Tiens, pourquoi ne pas rouvrir les Magasins de l’Etat ?
MIAMI, 20 Juillet – Face à la hausse vertigineuse des prix à la consommation en Haïti, plus d’un se demande : que fait le gouvernement ?
Les plus âgés remarquent : mais où sont passés les Magasins de l’Etat ?
Ces derniers se souviennent que sous la dictature Duvalier (1957-1986), dès que les prix augmentaient de façon trop brutale, tout de suite le gouvernement passait lui-même commande des produits dits de consommation courante, en particulier le riz et les huiles comestibles, et obtenait ainsi un retour à la normale.
C’est ce que l’on entend par les Magasins de l’Etat, institution publique qui avait en charge cette fonction. Aussi le poste de directeur général des Magasins de l’Etat était très envié.
Car évidemment cela comprenait aussi un certain degré pour ne pas dire un degré certain de corruption.
Première conclusion : la dictature avait peur davantage de la mauvaise humeur populaire que le règne démocratique sous lequel nous sommes supposés vivre aujourd’hui ?
Oui, par certains côtés. Parce que la dictature est censée en partant être une usurpation, voire quand c’est une dictature à vie !
Donc elle est davantage sur ses gardes.
Mais aussi il y a démocratie et démocratie. Et toutes ne sont pas censées être comme celle que nous connaissons aujourd’hui en Haïti, qui rappellerait plutôt une sorte de dictature à visage démocratique.

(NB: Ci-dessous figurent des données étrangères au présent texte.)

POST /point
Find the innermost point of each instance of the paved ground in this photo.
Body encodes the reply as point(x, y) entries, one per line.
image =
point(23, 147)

Ce qui n’avantage que les nouveaux dirigeants puisqu’ils n’ont même pas besoin d’avoir les soucis du dictateur …
En effet, l’escalade en ce moment des prix à la consommation ne semble pas empêcher les détenteurs du pouvoir de dormir sur leurs deux oreilles.
Jean-Claude (Baby Doc) Duvalier en aurait fait une maladie.
Mais comment tout cela est-il arrivé ?
François Duvalier avait compris (sacré bonhomme !) qu’un pouvoir qui n’a pas le contrôle de l’économie, toute l’économie, n’est pas un pouvoir.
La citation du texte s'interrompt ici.